WASHINGTON (AP) — Brian Schatz symbolized a generational change in Hawaii's Senate delegation, taking the hand of his new colleague, 88-year-old Sen. Daniel Akaka, moments before being sworn in Thursday as the successor to the late Democratic Sen. Daniel Inouye.
Vice President Joe Biden administered the oath of office in a chamber peopled by a dozen Democratic senators and a handful of Republicans.
As he walked up the center aisle to meet Biden, Schatz, 40, took Akaka's hand and helped the frail Democratic senator, who is retiring, stay at his side.

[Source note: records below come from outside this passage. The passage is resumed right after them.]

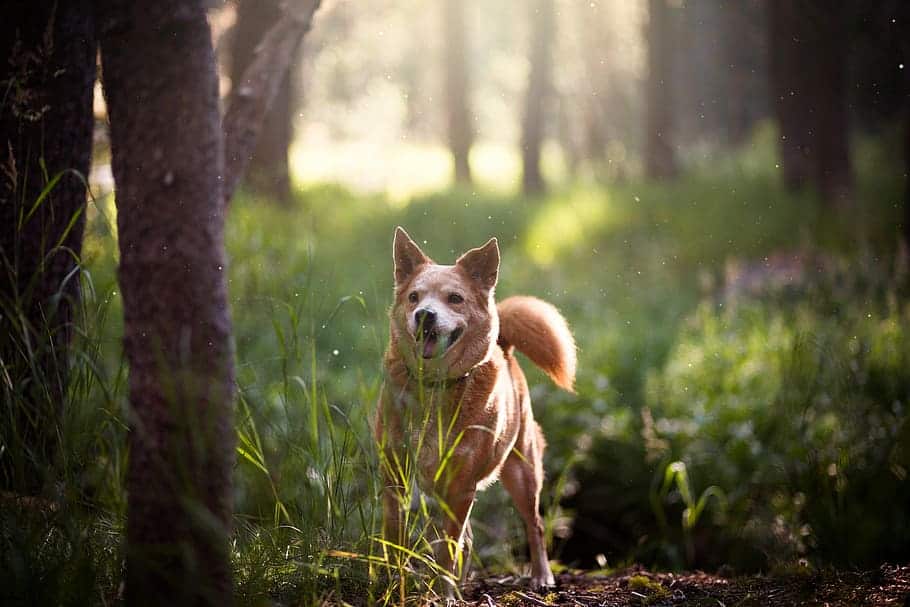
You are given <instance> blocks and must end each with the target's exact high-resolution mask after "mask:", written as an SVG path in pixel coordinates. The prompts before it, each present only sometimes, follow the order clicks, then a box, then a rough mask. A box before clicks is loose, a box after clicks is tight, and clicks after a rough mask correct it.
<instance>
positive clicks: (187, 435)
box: [98, 0, 234, 605]
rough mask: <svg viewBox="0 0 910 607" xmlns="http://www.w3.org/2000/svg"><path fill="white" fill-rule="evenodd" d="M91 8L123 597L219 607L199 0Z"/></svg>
mask: <svg viewBox="0 0 910 607" xmlns="http://www.w3.org/2000/svg"><path fill="white" fill-rule="evenodd" d="M98 5H99V8H100V15H99V17H100V19H99V26H100V28H101V29H100V30H99V31H100V33H101V36H100V38H101V55H102V64H103V73H104V86H105V95H106V98H107V104H108V111H109V115H110V122H111V151H112V156H113V159H112V168H113V173H114V179H115V183H116V200H117V225H118V230H119V242H120V269H119V278H120V286H121V290H122V293H123V302H124V315H125V327H124V334H125V347H126V355H127V358H128V360H129V364H130V380H129V389H130V404H131V413H130V435H129V446H130V458H129V469H128V472H127V490H128V492H129V511H128V514H127V530H126V534H127V556H126V603H127V604H130V605H139V604H141V605H145V604H149V605H152V604H154V605H161V604H165V603H170V604H175V605H184V604H210V605H229V604H230V603H231V568H230V560H229V550H228V534H229V531H230V522H231V521H230V516H231V499H232V495H231V470H232V463H233V451H234V433H233V430H232V425H231V419H232V397H233V356H232V351H231V345H230V335H231V321H230V316H229V311H228V302H227V289H226V280H225V274H226V261H225V254H224V208H225V206H224V199H223V193H222V175H223V165H224V160H223V150H222V134H221V121H220V116H219V109H218V85H217V77H216V73H215V60H214V54H213V51H212V46H211V34H210V31H209V26H208V23H207V22H206V13H205V3H204V2H202V1H196V2H185V1H179V0H169V1H164V2H159V3H132V2H127V1H125V0H108V1H104V0H99V2H98Z"/></svg>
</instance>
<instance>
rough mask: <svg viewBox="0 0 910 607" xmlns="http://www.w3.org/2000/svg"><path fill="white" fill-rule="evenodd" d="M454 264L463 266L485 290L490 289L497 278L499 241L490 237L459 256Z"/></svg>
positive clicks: (493, 286)
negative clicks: (486, 241)
mask: <svg viewBox="0 0 910 607" xmlns="http://www.w3.org/2000/svg"><path fill="white" fill-rule="evenodd" d="M455 265H457V266H460V267H461V268H463V269H464V270H465V271H466V272H467V273H468V276H470V277H471V278H472V279H474V280H476V281H478V282H479V283H480V286H481V287H483V288H484V289H485V290H487V291H489V290H491V289H492V288H493V287H495V286H496V280H497V279H498V278H499V242H498V241H497V240H496V239H495V238H491V239H490V240H488V241H487V244H485V245H483V246H482V247H480V248H477V249H471V250H470V251H468V252H467V253H465V254H464V255H462V256H461V257H459V258H458V261H456V262H455Z"/></svg>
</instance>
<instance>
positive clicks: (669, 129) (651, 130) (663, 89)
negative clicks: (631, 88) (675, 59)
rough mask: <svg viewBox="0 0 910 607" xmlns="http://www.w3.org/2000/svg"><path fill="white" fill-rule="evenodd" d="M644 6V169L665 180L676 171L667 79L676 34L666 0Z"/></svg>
mask: <svg viewBox="0 0 910 607" xmlns="http://www.w3.org/2000/svg"><path fill="white" fill-rule="evenodd" d="M648 8H649V22H648V84H647V91H646V97H647V99H646V102H645V103H646V104H647V108H646V112H647V114H646V121H647V133H646V139H645V172H646V174H647V175H648V177H650V178H651V179H668V178H672V177H675V176H676V174H677V167H676V158H675V155H674V151H673V109H674V106H673V104H674V103H675V101H674V96H673V82H672V80H671V73H672V61H673V52H674V49H675V48H676V46H677V45H676V38H677V36H676V28H674V27H673V24H672V23H671V18H670V8H669V7H668V6H667V0H649V1H648Z"/></svg>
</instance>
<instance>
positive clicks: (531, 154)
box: [521, 0, 556, 195]
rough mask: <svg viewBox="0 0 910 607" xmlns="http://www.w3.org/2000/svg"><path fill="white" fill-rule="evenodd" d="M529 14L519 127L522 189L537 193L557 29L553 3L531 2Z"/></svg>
mask: <svg viewBox="0 0 910 607" xmlns="http://www.w3.org/2000/svg"><path fill="white" fill-rule="evenodd" d="M530 6H531V7H532V9H533V13H532V15H531V49H530V51H531V52H530V63H531V71H530V72H529V74H528V88H527V91H526V94H525V113H524V120H523V122H522V127H521V165H522V190H523V191H524V193H525V194H530V195H534V194H540V193H542V192H544V191H545V190H546V183H545V182H544V178H543V174H542V173H541V170H540V151H541V146H542V145H543V136H544V132H543V127H544V120H545V118H546V113H547V105H548V102H549V100H550V99H549V98H550V96H551V93H552V90H553V83H552V73H551V72H552V63H553V57H552V48H551V47H552V46H553V39H554V38H555V30H556V12H555V7H554V5H553V0H534V1H533V2H531V3H530Z"/></svg>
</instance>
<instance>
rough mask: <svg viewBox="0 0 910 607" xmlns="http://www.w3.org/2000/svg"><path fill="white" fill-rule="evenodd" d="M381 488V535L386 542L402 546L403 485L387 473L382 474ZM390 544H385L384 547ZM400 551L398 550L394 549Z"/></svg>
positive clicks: (388, 548) (403, 544) (398, 545)
mask: <svg viewBox="0 0 910 607" xmlns="http://www.w3.org/2000/svg"><path fill="white" fill-rule="evenodd" d="M383 480H384V483H385V484H384V487H383V490H382V532H383V533H382V535H383V538H384V539H385V541H386V542H389V543H390V544H393V545H394V546H404V533H403V527H402V525H401V508H402V499H403V497H402V496H403V495H404V493H403V487H401V485H399V484H398V483H396V481H395V480H394V479H393V478H391V477H390V476H389V475H384V479H383ZM389 548H391V549H392V550H395V548H394V547H392V546H386V549H389ZM396 552H400V550H396Z"/></svg>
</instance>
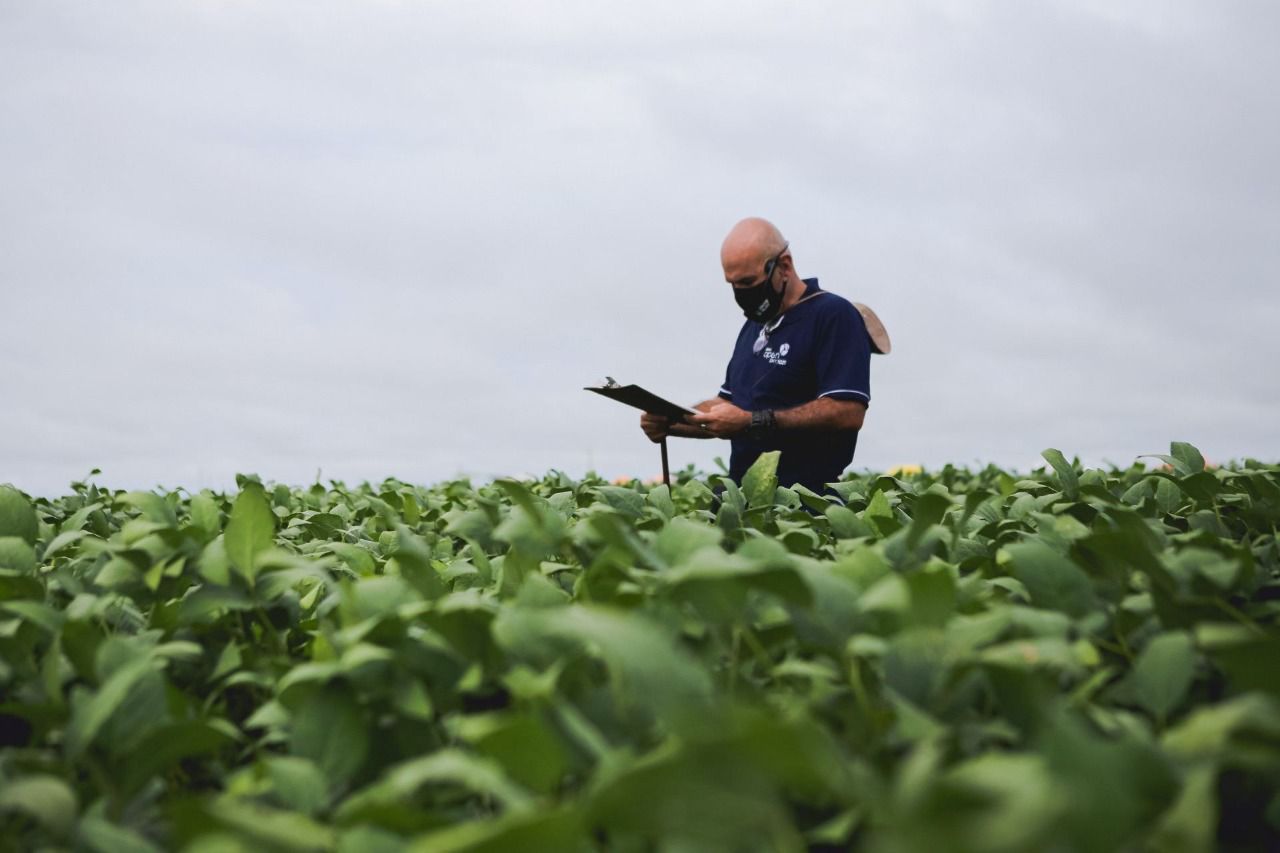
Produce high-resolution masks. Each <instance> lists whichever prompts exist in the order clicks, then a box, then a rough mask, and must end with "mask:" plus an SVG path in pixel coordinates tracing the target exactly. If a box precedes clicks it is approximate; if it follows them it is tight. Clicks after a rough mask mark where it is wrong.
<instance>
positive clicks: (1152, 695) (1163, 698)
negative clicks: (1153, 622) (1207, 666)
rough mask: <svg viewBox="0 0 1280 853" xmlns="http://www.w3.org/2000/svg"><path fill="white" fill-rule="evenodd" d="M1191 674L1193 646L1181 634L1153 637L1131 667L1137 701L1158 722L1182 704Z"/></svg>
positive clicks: (1168, 634) (1192, 676)
mask: <svg viewBox="0 0 1280 853" xmlns="http://www.w3.org/2000/svg"><path fill="white" fill-rule="evenodd" d="M1194 675H1196V646H1194V644H1193V643H1192V638H1190V635H1189V634H1187V633H1184V631H1174V633H1169V634H1158V635H1157V637H1153V638H1152V639H1151V640H1149V642H1148V643H1147V646H1146V648H1143V649H1142V654H1139V656H1138V660H1137V661H1134V666H1133V679H1134V690H1135V693H1137V695H1138V701H1139V702H1140V703H1142V707H1144V708H1147V710H1148V711H1151V712H1152V713H1153V715H1156V716H1157V717H1158V719H1161V720H1162V719H1165V717H1166V716H1169V712H1170V711H1172V710H1174V708H1176V707H1178V706H1179V704H1180V703H1181V701H1183V698H1184V697H1185V695H1187V690H1188V689H1189V688H1190V685H1192V679H1193V678H1194Z"/></svg>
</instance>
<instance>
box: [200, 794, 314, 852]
mask: <svg viewBox="0 0 1280 853" xmlns="http://www.w3.org/2000/svg"><path fill="white" fill-rule="evenodd" d="M204 809H205V812H206V813H207V815H209V817H211V818H212V820H214V821H216V822H219V824H221V825H223V826H227V827H228V829H232V830H234V831H236V833H238V834H241V835H243V836H247V838H250V839H252V840H253V841H255V844H253V845H252V848H251V849H268V850H300V852H301V850H329V849H333V847H334V841H335V838H334V831H333V830H332V829H329V827H328V826H323V825H320V824H317V822H315V821H314V820H311V818H310V817H307V816H306V815H300V813H297V812H287V811H282V809H276V808H268V807H266V806H260V804H257V803H253V802H251V800H243V799H236V798H232V797H219V798H218V799H214V800H210V802H207V803H206V804H205V806H204ZM215 849H220V848H215Z"/></svg>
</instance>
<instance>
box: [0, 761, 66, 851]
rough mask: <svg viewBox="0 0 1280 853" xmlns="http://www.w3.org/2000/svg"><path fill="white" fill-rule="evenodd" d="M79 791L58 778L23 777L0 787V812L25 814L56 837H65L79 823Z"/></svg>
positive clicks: (51, 777) (55, 777)
mask: <svg viewBox="0 0 1280 853" xmlns="http://www.w3.org/2000/svg"><path fill="white" fill-rule="evenodd" d="M78 808H79V807H78V804H77V800H76V792H73V790H72V788H70V785H68V784H67V783H65V781H63V780H61V779H59V777H58V776H45V775H41V776H23V777H20V779H12V780H6V781H5V783H4V784H3V785H0V812H22V813H24V815H27V816H29V817H32V818H33V820H36V821H38V822H40V824H41V825H42V826H44V827H45V829H46V830H49V833H50V834H52V835H54V836H64V835H67V833H68V831H69V830H70V826H72V824H73V822H74V821H76V812H77V811H78Z"/></svg>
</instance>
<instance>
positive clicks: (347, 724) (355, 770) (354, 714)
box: [289, 685, 370, 785]
mask: <svg viewBox="0 0 1280 853" xmlns="http://www.w3.org/2000/svg"><path fill="white" fill-rule="evenodd" d="M369 736H370V726H369V720H367V717H366V715H365V712H364V711H362V710H361V707H360V704H358V703H357V702H356V699H355V697H352V695H351V692H349V690H347V689H344V688H342V686H337V685H326V686H323V688H319V689H316V690H314V692H312V693H311V694H310V695H307V697H306V698H305V699H303V701H302V702H301V703H300V704H298V707H296V708H293V711H291V713H289V751H291V752H292V753H293V754H296V756H301V757H302V758H310V760H311V761H314V762H315V763H316V766H317V767H319V768H320V771H321V772H323V774H324V776H325V777H326V779H328V780H329V783H330V784H332V785H340V784H343V783H344V781H347V780H348V779H351V777H352V776H353V775H355V774H356V772H357V771H358V770H360V767H361V765H364V763H365V757H366V756H367V754H369Z"/></svg>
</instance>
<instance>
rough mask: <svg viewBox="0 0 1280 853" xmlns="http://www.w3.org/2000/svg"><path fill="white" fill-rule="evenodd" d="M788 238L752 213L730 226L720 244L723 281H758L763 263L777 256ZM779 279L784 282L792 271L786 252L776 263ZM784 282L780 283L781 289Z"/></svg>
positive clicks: (747, 282)
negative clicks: (723, 276) (721, 245)
mask: <svg viewBox="0 0 1280 853" xmlns="http://www.w3.org/2000/svg"><path fill="white" fill-rule="evenodd" d="M786 246H787V241H786V240H783V238H782V232H780V231H778V229H777V227H774V224H773V223H772V222H769V220H768V219H760V218H759V216H751V218H750V219H744V220H742V222H740V223H737V224H736V225H733V228H732V229H731V231H730V232H728V237H726V238H724V243H723V245H722V246H721V266H723V268H724V280H727V282H730V283H732V284H733V286H735V287H742V286H750V284H754V283H756V282H759V280H760V277H762V275H763V274H764V265H765V264H767V263H768V261H771V260H773V259H774V257H778V255H780V254H781V252H782V251H783V250H785V248H786ZM778 269H780V272H781V278H782V279H783V282H786V279H787V275H788V273H790V272H791V270H792V266H791V254H790V252H787V254H786V255H785V256H782V259H781V260H780V263H778ZM786 287H787V284H786V283H783V289H786Z"/></svg>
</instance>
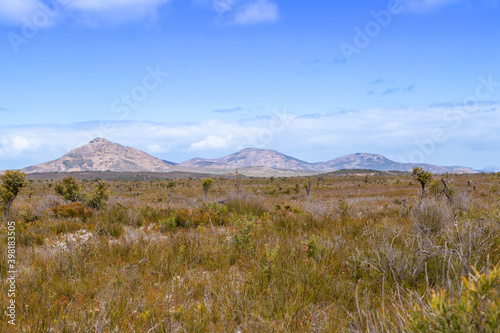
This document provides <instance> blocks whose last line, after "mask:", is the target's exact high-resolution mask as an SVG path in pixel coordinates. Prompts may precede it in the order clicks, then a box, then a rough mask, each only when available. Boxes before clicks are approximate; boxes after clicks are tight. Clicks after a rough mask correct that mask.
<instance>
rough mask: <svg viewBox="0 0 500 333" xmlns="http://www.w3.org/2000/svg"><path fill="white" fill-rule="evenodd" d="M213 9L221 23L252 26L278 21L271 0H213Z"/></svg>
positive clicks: (274, 7)
mask: <svg viewBox="0 0 500 333" xmlns="http://www.w3.org/2000/svg"><path fill="white" fill-rule="evenodd" d="M212 6H213V9H214V10H215V12H216V13H217V15H218V19H219V21H220V22H221V23H223V24H227V25H253V24H259V23H274V22H276V21H277V20H278V19H279V9H278V5H277V4H276V3H275V2H274V1H271V0H214V1H213V3H212Z"/></svg>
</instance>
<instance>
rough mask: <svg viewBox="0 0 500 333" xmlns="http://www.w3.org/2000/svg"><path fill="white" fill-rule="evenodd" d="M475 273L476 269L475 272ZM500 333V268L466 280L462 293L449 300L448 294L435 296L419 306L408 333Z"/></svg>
mask: <svg viewBox="0 0 500 333" xmlns="http://www.w3.org/2000/svg"><path fill="white" fill-rule="evenodd" d="M473 270H474V269H473ZM499 331H500V266H497V267H496V268H495V269H493V270H492V271H491V272H489V273H483V274H481V273H479V272H477V271H476V270H474V275H470V276H469V278H464V279H463V292H462V294H461V295H460V297H458V298H449V297H448V296H447V295H446V291H445V290H441V291H438V292H434V293H433V295H432V298H431V299H430V301H429V304H428V305H427V306H418V307H417V309H416V311H415V312H414V313H413V315H412V318H411V320H410V321H409V325H408V328H407V332H429V333H431V332H432V333H434V332H443V333H444V332H450V333H452V332H456V333H459V332H479V333H493V332H499Z"/></svg>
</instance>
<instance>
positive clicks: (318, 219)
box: [0, 172, 500, 332]
mask: <svg viewBox="0 0 500 333" xmlns="http://www.w3.org/2000/svg"><path fill="white" fill-rule="evenodd" d="M433 178H434V180H433V181H431V180H430V179H429V180H428V181H427V180H426V182H425V183H426V185H427V184H428V185H429V187H428V190H427V191H425V192H423V191H422V189H423V188H424V186H423V185H422V184H421V182H419V181H416V180H415V178H414V176H412V175H411V174H410V173H407V174H403V173H394V174H380V173H370V172H366V173H364V174H351V175H342V174H332V175H322V176H320V177H296V178H244V177H239V178H238V179H237V180H236V179H234V178H232V177H217V178H213V179H212V178H210V180H207V179H204V180H200V179H191V178H185V179H177V180H155V179H151V180H148V181H128V180H127V181H121V180H114V181H110V182H105V181H101V180H98V179H97V180H90V179H89V180H84V181H77V180H75V179H71V180H66V181H61V180H58V181H54V180H50V179H42V180H36V181H30V183H29V186H26V187H24V188H22V189H21V190H20V192H19V193H18V194H17V198H16V199H15V201H14V202H13V203H12V202H11V205H10V211H11V213H10V216H9V217H8V219H9V221H15V222H16V243H17V265H18V277H17V292H18V294H17V319H16V321H17V326H16V330H12V331H18V332H22V331H24V332H48V331H54V332H75V331H81V332H88V331H92V332H129V331H130V332H206V331H214V332H346V331H351V332H497V331H498V330H499V329H500V301H499V299H500V294H499V291H500V273H499V272H500V268H499V267H500V266H499V265H500V200H499V199H500V197H499V195H498V189H499V188H500V177H498V175H496V174H478V175H444V176H441V175H434V176H433ZM236 185H237V188H236ZM208 189H210V191H208ZM422 194H424V195H422ZM6 222H7V217H5V216H4V217H2V224H1V225H2V227H1V231H0V235H1V238H2V240H1V242H0V276H1V278H2V284H3V285H2V290H6V288H7V287H6V286H7V282H6V274H7V266H6V254H7V243H6V240H5V239H6V233H7V229H6ZM0 299H1V300H2V304H7V302H8V298H7V293H6V292H3V293H0ZM6 322H7V320H6V319H5V318H4V319H3V320H2V321H1V322H0V331H7V330H9V329H11V327H8V325H7V323H6Z"/></svg>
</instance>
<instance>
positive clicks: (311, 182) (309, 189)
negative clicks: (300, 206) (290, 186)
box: [304, 177, 312, 198]
mask: <svg viewBox="0 0 500 333" xmlns="http://www.w3.org/2000/svg"><path fill="white" fill-rule="evenodd" d="M311 186H312V179H311V177H309V178H308V179H307V183H306V184H305V185H304V188H305V189H306V192H307V197H308V198H309V197H310V196H311Z"/></svg>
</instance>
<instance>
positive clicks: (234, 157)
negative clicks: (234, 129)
mask: <svg viewBox="0 0 500 333" xmlns="http://www.w3.org/2000/svg"><path fill="white" fill-rule="evenodd" d="M178 165H179V166H186V167H197V168H216V169H235V168H244V167H251V166H262V167H268V168H273V169H281V170H292V171H304V170H310V171H312V170H314V168H313V166H312V165H311V164H310V163H307V162H305V161H301V160H299V159H296V158H294V157H291V156H288V155H284V154H282V153H280V152H277V151H275V150H269V149H257V148H247V149H243V150H240V151H239V152H237V153H234V154H231V155H228V156H225V157H221V158H217V159H202V158H193V159H190V160H187V161H185V162H182V163H179V164H178Z"/></svg>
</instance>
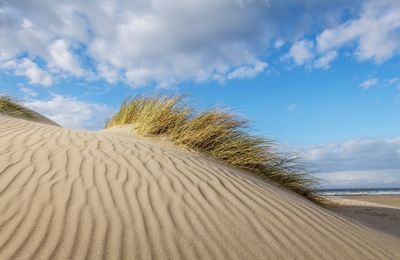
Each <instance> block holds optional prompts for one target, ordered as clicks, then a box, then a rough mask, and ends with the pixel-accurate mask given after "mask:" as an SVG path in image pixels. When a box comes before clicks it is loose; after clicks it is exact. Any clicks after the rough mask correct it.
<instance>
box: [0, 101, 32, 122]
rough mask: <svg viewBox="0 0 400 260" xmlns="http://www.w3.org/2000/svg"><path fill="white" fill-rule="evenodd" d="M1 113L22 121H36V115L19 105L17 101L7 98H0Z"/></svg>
mask: <svg viewBox="0 0 400 260" xmlns="http://www.w3.org/2000/svg"><path fill="white" fill-rule="evenodd" d="M0 113H3V114H5V115H8V116H13V117H18V118H22V119H28V120H32V119H35V115H34V113H33V112H32V111H31V110H29V109H28V108H26V107H23V106H21V105H19V104H18V103H17V102H16V101H14V100H13V99H12V98H10V97H7V96H0Z"/></svg>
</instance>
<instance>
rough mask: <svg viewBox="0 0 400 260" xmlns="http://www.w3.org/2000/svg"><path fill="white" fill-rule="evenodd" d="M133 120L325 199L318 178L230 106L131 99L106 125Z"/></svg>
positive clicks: (296, 187)
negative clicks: (222, 109)
mask: <svg viewBox="0 0 400 260" xmlns="http://www.w3.org/2000/svg"><path fill="white" fill-rule="evenodd" d="M123 124H133V126H134V128H135V130H136V133H138V134H140V135H144V136H158V137H166V138H168V139H169V140H171V141H172V142H173V143H175V144H177V145H180V146H184V147H187V148H189V149H193V150H196V151H200V152H202V153H204V154H206V155H209V156H211V157H214V158H216V159H219V160H221V161H224V162H226V163H228V164H230V165H233V166H235V167H238V168H241V169H246V170H249V171H252V172H254V173H256V174H258V175H261V176H263V177H265V178H267V179H269V180H272V181H274V182H276V183H277V184H279V185H281V186H282V187H285V188H287V189H290V190H292V191H294V192H296V193H298V194H300V195H302V196H304V197H306V198H308V199H310V200H312V201H314V202H322V198H321V197H320V196H318V195H317V190H316V189H315V184H316V179H315V178H313V177H312V176H310V174H309V171H308V170H307V168H306V167H305V166H304V165H303V164H301V163H299V162H298V160H297V159H296V158H295V157H294V156H291V155H287V154H282V153H278V152H276V151H275V149H274V144H273V142H271V141H270V140H268V139H266V138H263V137H259V136H254V135H250V134H249V133H248V121H247V120H246V119H242V118H240V117H238V116H236V115H234V114H233V113H230V112H228V111H224V110H219V109H211V110H207V111H203V112H200V113H193V109H192V108H191V107H190V106H189V105H187V103H186V102H185V100H184V98H183V97H182V96H172V97H160V96H155V97H146V96H136V97H133V98H131V99H127V100H125V101H124V102H123V104H122V105H121V107H120V109H119V111H118V112H117V113H115V114H114V115H113V116H112V117H111V119H109V120H108V121H107V122H106V128H110V127H113V126H116V125H123Z"/></svg>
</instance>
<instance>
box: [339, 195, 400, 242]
mask: <svg viewBox="0 0 400 260" xmlns="http://www.w3.org/2000/svg"><path fill="white" fill-rule="evenodd" d="M331 199H332V200H333V202H334V203H335V204H336V205H335V206H334V207H332V210H333V211H335V212H337V213H338V214H340V215H342V216H345V217H347V218H349V219H351V220H353V221H357V222H359V223H361V224H363V225H366V226H368V227H370V228H372V229H375V230H379V231H382V232H385V233H387V234H391V235H394V236H397V237H399V238H400V207H397V203H398V201H399V200H400V197H399V196H338V197H332V198H331Z"/></svg>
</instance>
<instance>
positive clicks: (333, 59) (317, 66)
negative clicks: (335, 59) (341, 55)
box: [314, 51, 337, 69]
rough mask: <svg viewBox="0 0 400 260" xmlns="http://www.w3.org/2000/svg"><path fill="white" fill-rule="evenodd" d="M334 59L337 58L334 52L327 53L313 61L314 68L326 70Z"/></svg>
mask: <svg viewBox="0 0 400 260" xmlns="http://www.w3.org/2000/svg"><path fill="white" fill-rule="evenodd" d="M336 57H337V52H336V51H329V52H327V53H325V54H323V55H322V56H320V57H319V58H318V59H316V60H315V62H314V67H316V68H319V69H328V68H329V67H330V64H331V62H332V61H334V60H335V59H336Z"/></svg>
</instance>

Schatz had flown to Washington hours earlier on Air Force One with President Barack Obama. Democratic Gov. Neil Abercrombie named Schatz, who had been lieutenant governor, to succeed Inouye. Inouye died last week of respiratory complications at the age of 88.
The selection went against the dying wishes of Inouye, who is revered in Hawaii politics. He had wanted Rep. Colleen Hanabusa to succeed him.
Schatz is a former state representative and onetime chairman of the state Democratic Party who ran Obama's 2008 campaign in Hawaii.
He said his top priorities in the Senate would be addressing global climate change, preserving federal funds used in Hawaii for things like defense spending and transportation and getting federal recognition for Native Hawaiians to form their own government, similar to many Indian tribes.
Schatz told reporters in Washington that he slept for most of the long flight, but he also spoke briefly with Obama.
"We're anxious to get to work" to try to avert the fiscal cliff, Schatz said, referring to a package of large tax hikes and spending cuts that will take effect in the new year unless Congress intervenes.
Schatz said it was "difficult to understand why we've inflicted this on ourselves." He said the only thing worse than some of the tax hikes and spending cuts proposed to avert the cliff "is not fixing it."
"I'll be looking forward to supporting the administration's priorities," he added.
Schatz, wearing on overcoat bought specifically for the trip, said Abercrombie informed him of his appointment shortly before it was announced publicly. He said he didn't know he would fly with the president to Washington. The rest of his family, including his parents, wife and children, flew commercially.